We need you to un-minify the file and rename all the variables and functions into something meaningful.
The code looked like this.
While I did find this test challenging and enjoyable, the experience has stuck with me ever since. It’s not a situation I’d ever like to be in for real.
So what are some of the ways we can all be better developers for both our future selves and those that take over from us when we move on.
You already know the importance of version control. Just make sure that you’re using the system properly.
Make small commits and make them often.
Try not to include too many files in a single commit.
Add a descriptive commit message and use bullet points for additional info.
Always add a Readme to your project.
Document the setup process, no matter how obvious it might seem.

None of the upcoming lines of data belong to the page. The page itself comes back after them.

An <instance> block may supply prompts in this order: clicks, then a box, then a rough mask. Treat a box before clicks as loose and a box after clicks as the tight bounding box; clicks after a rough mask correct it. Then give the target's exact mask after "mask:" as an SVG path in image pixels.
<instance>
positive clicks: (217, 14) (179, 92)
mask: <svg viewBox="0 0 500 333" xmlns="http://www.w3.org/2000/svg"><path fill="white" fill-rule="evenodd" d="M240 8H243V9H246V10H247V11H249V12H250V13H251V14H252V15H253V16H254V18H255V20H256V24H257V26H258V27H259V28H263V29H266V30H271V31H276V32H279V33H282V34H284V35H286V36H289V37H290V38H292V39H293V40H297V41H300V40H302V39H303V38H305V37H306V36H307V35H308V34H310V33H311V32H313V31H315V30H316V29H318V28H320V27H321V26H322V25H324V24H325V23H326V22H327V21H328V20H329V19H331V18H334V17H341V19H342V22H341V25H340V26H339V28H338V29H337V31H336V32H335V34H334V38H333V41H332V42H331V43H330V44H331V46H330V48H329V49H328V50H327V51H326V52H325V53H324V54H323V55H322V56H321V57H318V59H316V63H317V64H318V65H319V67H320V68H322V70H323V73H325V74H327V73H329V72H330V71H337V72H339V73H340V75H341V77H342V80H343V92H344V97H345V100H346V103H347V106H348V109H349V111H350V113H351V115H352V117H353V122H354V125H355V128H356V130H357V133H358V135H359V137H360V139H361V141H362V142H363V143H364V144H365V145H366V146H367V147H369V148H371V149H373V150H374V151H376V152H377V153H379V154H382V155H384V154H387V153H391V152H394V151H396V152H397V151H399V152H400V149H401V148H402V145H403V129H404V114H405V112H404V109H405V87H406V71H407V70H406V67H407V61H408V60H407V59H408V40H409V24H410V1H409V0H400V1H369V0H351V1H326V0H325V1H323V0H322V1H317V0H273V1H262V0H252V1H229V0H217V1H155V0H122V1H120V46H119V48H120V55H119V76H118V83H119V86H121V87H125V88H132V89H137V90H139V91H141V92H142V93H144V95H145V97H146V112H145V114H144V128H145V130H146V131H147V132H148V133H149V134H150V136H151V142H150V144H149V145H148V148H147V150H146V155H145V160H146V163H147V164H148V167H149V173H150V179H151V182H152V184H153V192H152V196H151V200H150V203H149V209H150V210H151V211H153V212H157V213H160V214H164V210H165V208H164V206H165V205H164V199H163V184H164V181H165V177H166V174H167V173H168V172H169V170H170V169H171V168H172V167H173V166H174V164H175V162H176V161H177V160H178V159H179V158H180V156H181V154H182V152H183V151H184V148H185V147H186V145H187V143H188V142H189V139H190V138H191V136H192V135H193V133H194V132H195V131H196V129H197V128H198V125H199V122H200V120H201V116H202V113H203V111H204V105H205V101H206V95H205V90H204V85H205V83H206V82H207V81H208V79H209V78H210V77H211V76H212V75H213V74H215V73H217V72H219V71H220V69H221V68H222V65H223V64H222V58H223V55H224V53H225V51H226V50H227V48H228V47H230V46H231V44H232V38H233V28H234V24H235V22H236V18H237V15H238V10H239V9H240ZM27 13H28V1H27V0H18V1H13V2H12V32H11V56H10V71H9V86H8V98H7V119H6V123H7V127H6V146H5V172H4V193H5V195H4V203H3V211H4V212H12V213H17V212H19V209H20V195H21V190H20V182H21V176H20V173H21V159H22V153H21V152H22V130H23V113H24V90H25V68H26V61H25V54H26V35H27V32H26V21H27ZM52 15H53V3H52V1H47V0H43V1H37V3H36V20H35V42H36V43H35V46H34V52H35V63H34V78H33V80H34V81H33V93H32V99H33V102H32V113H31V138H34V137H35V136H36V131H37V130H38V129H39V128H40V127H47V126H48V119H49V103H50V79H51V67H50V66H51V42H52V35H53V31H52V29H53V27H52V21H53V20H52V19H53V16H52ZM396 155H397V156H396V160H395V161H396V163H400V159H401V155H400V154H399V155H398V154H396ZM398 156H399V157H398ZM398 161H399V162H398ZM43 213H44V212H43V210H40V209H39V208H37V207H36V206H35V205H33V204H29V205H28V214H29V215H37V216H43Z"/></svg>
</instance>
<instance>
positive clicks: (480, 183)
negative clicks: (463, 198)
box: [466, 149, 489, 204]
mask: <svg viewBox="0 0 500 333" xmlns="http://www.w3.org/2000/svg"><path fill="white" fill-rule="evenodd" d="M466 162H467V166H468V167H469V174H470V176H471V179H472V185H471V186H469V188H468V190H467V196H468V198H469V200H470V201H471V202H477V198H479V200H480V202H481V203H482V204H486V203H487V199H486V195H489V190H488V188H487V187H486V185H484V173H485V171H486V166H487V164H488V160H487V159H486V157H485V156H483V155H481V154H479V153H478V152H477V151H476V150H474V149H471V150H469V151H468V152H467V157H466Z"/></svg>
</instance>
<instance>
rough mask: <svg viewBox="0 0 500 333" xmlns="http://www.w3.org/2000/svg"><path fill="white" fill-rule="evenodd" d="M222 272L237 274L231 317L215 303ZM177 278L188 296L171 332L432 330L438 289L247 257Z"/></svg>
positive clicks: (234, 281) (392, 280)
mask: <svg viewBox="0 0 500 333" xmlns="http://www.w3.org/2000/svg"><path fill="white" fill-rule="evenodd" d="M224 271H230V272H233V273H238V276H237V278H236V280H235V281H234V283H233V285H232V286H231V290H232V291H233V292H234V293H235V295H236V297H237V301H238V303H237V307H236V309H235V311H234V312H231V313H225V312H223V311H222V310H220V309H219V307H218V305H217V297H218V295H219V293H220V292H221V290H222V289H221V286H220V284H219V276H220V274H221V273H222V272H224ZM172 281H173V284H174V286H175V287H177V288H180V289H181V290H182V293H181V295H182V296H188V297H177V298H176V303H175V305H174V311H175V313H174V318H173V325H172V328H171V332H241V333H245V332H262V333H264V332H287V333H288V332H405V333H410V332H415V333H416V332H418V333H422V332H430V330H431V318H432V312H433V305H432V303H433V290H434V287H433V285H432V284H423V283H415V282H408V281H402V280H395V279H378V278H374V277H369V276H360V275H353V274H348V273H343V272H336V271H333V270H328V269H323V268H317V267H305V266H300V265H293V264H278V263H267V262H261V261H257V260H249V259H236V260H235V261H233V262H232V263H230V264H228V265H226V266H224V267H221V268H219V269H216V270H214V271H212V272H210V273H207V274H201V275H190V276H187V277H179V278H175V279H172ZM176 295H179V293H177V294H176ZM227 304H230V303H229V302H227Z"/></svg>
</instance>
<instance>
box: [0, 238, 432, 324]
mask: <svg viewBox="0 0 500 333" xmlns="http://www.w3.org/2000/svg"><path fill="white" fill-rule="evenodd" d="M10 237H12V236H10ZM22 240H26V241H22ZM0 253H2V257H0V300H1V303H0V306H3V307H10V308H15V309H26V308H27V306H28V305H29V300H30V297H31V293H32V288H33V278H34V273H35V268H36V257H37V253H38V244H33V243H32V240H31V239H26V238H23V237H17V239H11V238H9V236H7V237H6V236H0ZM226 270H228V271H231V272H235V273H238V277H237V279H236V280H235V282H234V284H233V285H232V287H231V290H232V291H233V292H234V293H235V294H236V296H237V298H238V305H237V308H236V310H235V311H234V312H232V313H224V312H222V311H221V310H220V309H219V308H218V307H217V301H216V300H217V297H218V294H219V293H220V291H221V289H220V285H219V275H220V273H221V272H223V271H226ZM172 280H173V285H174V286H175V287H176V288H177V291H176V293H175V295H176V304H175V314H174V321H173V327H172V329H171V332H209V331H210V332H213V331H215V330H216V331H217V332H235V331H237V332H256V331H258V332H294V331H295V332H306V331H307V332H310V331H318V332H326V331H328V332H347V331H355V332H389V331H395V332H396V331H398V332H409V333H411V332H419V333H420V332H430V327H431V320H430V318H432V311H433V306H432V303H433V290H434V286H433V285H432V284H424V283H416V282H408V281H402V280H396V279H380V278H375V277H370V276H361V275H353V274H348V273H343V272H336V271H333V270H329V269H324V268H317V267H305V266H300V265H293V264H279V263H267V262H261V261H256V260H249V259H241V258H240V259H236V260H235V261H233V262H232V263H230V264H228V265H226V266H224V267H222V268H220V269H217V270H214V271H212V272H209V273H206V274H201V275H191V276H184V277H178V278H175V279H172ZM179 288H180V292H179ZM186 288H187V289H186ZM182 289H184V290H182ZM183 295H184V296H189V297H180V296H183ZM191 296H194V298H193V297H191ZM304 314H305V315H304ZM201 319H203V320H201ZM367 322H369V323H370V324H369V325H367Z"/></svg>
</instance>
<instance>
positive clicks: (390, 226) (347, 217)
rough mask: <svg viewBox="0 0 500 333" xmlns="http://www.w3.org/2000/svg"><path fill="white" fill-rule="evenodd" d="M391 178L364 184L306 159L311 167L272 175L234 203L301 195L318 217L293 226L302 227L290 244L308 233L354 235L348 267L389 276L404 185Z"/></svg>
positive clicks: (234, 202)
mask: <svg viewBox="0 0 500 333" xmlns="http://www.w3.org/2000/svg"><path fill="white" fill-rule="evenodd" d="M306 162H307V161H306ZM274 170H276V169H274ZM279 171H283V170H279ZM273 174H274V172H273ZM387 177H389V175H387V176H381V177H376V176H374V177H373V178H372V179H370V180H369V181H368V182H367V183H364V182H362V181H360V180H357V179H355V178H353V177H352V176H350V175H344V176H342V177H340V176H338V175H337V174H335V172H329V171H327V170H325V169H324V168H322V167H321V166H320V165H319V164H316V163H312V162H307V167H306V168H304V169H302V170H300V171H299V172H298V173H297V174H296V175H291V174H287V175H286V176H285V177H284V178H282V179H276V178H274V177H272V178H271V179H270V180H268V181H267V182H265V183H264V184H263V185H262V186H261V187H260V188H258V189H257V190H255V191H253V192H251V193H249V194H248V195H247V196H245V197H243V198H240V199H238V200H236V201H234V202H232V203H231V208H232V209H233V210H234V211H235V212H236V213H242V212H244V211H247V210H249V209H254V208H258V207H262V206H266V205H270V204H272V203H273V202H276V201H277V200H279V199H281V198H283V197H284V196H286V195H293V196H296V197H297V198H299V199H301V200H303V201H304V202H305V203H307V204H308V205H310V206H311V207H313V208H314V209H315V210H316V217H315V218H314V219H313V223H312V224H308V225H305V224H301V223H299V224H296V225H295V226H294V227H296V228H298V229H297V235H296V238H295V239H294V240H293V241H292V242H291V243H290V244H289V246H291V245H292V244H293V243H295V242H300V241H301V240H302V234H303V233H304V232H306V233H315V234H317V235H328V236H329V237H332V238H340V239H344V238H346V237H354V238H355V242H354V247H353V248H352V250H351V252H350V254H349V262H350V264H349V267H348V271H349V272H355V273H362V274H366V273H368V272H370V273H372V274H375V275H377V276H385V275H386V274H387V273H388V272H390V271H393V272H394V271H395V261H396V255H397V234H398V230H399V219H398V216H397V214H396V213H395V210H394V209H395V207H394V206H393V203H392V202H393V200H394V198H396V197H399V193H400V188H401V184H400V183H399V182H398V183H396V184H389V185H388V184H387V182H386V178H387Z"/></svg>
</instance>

Keep it up to date and in version control.
Naming things is hard but it’s important to be descriptive here. Don’t be afraid to use long variable names. Your IDE should help you autocomplete them and your build process should shorthen them for production.
Consider using named functions rather than anonymous — but make the names useful (not
Avoid monolithic functions
Try and split your code into smaller functions which serve a single purpose — ideally into pure functions. Functional programming as a whole is a topic everyone should look into. Check out this talk by Anjana Vakil.
We all use the odd hack now and then. That’s totally fine just make sure you leave a comment to explain what the hack is for.
If you found it on Stack Overflow, leave the url in your comment.
You should also revisit your code from time to time and try and remove redundant hacks.
Good commented code is a developers best friend. You definitely don’t need to explain every live of code you write but anything which is a little ambiguous or perhaps has some side effect should be clearly commented.
Use IDE plugins to manage your comments and make them more powerful.
Talk to people. Keep your team in the loop about any significant changes you’re making.
Discuss coding standards and agree on some processes for documentation.
Don’t approve Pull Requests if they don’t meet the standards. The whole team is responsible for future-proofing your code base.
These are just a few steps we can all take to help our code stand the test of time. Have a think about your own workflow. Are you guilty of skipping any of these tips?
Talk to your teams and put some processes in place today to you help out the next generation of developers and your future self.